Wo geht’s hier zum Jobcenter?

Vom Tiefpunkt zum Aufbruch

Es ist ein paar Jahre her, als einer meiner vielfältig eingeschlagenen Lebenswege wieder einmal zur Sackgasse wurde. Als Mitarbeiter und gleichzeitiger Teilhaber einer Firma geriet ich in die Zahlungsunfähigkeit und mangels Rücklagen blieb mir keine andere Möglichkeit als beim Jobcenter anzuklopfen um Hartz IV zu beantragen. Ich sah zu diesem Zeitpunkt auch keine wirkliche Alternative dazu, denn ich war ratlos was meine Zukunft anging. Hätte ich vorher gewusst, was es bedeutet sich dem Antragsprozedere zu unterziehen hätte ich dankend abgewunken und es vorgezogen in einem Supermarkt Regale einzuräumen. Ich glaube es war eine Mischung aus Stolz und Hilflosigkeit als ich von anderen Möglichkeiten absah und stattdessen den Gang zum Jobcenter vorzog. Schnell vergisst man dabei, dass ein solches Auffangnetz im Vergleich zu vielen anderen Ländern der Erde nicht selbstverständlich ist.

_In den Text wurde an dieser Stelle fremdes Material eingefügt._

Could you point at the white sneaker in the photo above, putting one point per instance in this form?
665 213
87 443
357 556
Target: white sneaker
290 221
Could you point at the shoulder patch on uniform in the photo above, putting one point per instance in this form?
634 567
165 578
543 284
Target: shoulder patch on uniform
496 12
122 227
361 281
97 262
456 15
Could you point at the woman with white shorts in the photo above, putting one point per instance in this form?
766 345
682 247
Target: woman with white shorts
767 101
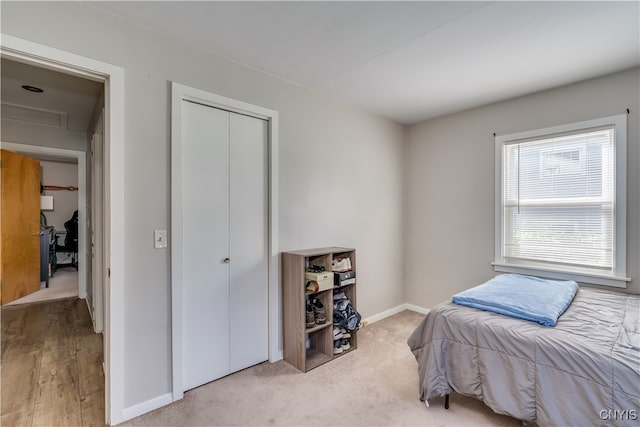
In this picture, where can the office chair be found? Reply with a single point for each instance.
(70, 242)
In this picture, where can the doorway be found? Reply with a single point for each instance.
(61, 281)
(112, 78)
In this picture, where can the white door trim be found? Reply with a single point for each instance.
(113, 77)
(181, 93)
(80, 156)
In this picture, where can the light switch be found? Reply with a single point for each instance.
(160, 239)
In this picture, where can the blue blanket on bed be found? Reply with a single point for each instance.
(523, 297)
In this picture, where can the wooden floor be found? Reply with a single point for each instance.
(51, 366)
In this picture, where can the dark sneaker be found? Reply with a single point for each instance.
(311, 320)
(318, 311)
(337, 333)
(337, 347)
(346, 345)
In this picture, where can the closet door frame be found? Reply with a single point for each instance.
(179, 94)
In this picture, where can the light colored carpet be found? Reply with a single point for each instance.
(63, 284)
(375, 385)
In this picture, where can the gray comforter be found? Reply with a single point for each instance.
(584, 371)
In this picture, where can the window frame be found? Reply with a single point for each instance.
(617, 276)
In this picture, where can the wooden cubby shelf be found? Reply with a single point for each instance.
(307, 348)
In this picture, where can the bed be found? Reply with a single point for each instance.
(584, 371)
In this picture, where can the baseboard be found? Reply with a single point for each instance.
(417, 309)
(148, 406)
(384, 314)
(394, 310)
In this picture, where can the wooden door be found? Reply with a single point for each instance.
(20, 233)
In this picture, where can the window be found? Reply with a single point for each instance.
(560, 202)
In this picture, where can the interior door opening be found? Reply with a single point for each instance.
(30, 129)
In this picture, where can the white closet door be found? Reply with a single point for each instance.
(248, 142)
(205, 226)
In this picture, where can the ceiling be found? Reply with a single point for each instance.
(67, 102)
(408, 61)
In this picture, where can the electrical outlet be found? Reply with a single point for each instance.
(160, 239)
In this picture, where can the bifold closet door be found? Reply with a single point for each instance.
(249, 316)
(225, 303)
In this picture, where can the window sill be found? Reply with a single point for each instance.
(578, 276)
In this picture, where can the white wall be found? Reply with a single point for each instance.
(450, 181)
(341, 170)
(43, 136)
(65, 202)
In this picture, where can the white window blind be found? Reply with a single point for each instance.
(561, 202)
(559, 199)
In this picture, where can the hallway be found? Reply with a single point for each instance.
(51, 365)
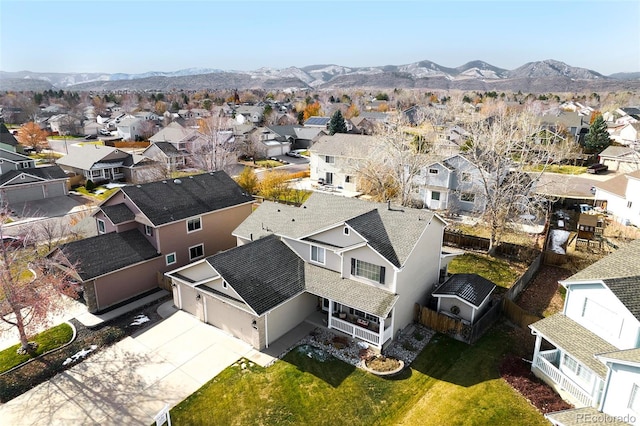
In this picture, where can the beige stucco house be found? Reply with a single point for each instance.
(147, 229)
(362, 266)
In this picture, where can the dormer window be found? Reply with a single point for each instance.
(317, 254)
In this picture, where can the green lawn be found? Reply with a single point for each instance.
(497, 270)
(47, 340)
(449, 383)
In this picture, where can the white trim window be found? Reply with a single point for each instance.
(101, 226)
(317, 255)
(634, 399)
(194, 224)
(367, 270)
(196, 252)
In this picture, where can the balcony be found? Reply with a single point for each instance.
(546, 364)
(360, 331)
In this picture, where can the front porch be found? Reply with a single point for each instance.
(564, 358)
(546, 367)
(354, 323)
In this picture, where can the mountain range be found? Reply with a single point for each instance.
(535, 77)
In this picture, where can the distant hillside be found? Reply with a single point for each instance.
(541, 76)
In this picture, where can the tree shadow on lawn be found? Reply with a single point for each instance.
(449, 360)
(319, 363)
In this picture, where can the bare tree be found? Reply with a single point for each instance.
(389, 169)
(510, 163)
(29, 287)
(218, 151)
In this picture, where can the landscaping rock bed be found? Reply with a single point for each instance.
(405, 348)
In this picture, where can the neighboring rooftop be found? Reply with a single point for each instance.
(105, 253)
(264, 273)
(177, 199)
(471, 288)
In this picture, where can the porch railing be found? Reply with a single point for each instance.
(566, 384)
(359, 332)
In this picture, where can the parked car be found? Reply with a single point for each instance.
(597, 168)
(12, 242)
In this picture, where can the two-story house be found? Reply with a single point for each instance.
(589, 351)
(147, 229)
(334, 160)
(21, 180)
(451, 183)
(360, 266)
(622, 196)
(104, 163)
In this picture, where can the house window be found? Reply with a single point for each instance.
(196, 251)
(194, 224)
(317, 254)
(576, 368)
(468, 197)
(634, 399)
(367, 270)
(329, 178)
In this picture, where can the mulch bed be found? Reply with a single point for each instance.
(20, 380)
(541, 293)
(518, 374)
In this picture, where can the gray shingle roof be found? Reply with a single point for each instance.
(46, 173)
(625, 356)
(345, 145)
(265, 273)
(627, 291)
(96, 256)
(171, 200)
(576, 340)
(403, 227)
(370, 226)
(329, 284)
(6, 137)
(470, 287)
(118, 213)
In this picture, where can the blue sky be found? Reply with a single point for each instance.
(137, 36)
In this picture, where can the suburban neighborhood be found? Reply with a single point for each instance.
(392, 245)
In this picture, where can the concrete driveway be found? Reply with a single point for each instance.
(131, 381)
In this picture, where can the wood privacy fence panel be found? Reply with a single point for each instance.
(517, 315)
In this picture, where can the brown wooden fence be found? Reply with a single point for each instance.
(517, 315)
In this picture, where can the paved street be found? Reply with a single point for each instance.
(132, 380)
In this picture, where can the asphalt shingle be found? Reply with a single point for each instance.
(106, 253)
(172, 200)
(264, 273)
(470, 287)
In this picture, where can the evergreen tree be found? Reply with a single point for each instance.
(337, 124)
(598, 138)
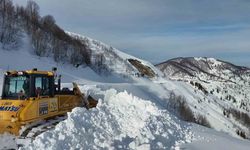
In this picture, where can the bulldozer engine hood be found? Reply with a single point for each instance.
(9, 108)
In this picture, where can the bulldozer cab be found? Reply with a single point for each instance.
(23, 85)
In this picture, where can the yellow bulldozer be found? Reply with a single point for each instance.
(31, 96)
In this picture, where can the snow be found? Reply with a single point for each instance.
(132, 113)
(208, 139)
(120, 121)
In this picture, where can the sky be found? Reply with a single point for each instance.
(158, 30)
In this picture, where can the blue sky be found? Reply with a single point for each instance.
(158, 30)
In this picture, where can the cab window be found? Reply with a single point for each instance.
(42, 86)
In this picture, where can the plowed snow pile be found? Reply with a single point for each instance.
(120, 121)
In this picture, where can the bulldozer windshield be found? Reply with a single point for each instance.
(16, 87)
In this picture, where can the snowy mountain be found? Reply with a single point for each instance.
(225, 87)
(134, 111)
(139, 105)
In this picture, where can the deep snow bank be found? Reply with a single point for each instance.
(120, 121)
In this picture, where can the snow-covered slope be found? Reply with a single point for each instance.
(133, 112)
(219, 90)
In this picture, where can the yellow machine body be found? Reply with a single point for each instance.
(19, 112)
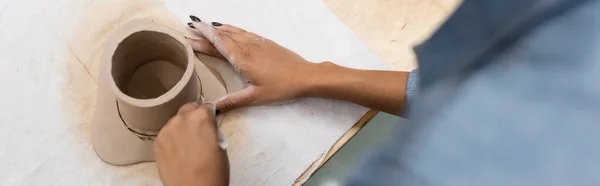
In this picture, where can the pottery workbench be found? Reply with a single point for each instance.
(390, 29)
(50, 53)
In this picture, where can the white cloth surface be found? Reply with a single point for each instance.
(49, 54)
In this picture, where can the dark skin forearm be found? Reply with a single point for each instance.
(379, 90)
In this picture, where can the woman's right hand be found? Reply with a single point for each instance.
(274, 73)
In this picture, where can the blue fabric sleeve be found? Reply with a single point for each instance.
(411, 86)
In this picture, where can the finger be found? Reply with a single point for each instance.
(242, 98)
(187, 107)
(220, 39)
(204, 46)
(228, 28)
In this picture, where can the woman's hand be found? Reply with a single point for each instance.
(274, 73)
(187, 149)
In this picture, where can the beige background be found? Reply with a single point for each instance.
(391, 27)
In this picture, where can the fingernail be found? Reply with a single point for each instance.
(195, 19)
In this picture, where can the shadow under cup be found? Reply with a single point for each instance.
(154, 76)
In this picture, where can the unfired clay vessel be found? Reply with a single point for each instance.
(147, 73)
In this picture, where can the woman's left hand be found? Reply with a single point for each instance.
(187, 149)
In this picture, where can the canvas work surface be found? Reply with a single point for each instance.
(51, 53)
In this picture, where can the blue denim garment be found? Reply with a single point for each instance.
(509, 94)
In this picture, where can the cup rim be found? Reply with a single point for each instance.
(140, 26)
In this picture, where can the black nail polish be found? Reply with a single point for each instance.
(191, 25)
(195, 19)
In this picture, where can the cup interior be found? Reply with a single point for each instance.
(147, 64)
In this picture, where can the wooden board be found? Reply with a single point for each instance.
(390, 29)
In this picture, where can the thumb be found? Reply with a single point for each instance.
(242, 98)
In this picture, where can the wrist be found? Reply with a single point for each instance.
(321, 77)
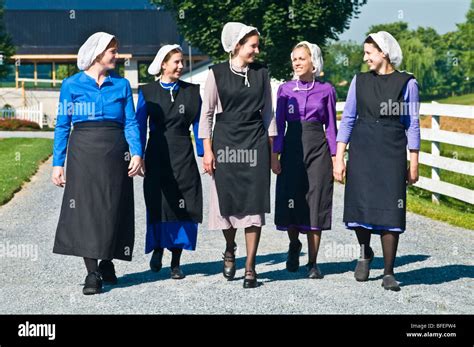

Trotzdem ist es kein erhebendes Gefühl darauf angewiesen zu sein und obwohl ich all meinen Optimismus zusammen genommen hatte, fühlte ich mich ehrlich gesagt dem Bodensatz der Gesellschaft zugehörig. Schon beim Betreten der Wartehalle, in der man ein Nummernticket aus dem Automaten zieht folgt der Blick in verschiedene Gesichter. Ich bemerkte wie ich versuchte möglichst wenig bedürftig zu wirken und führte ein inneres Gespräch, das mich aufmuntern sollte, das Ganze hier wirklich nur als kurzfristigen Notnagel zu sehen. Auch in den anderen Gesichtern meinte ich ähnliche Bemühungen erkannt zu haben, möglichst solide zu wirken.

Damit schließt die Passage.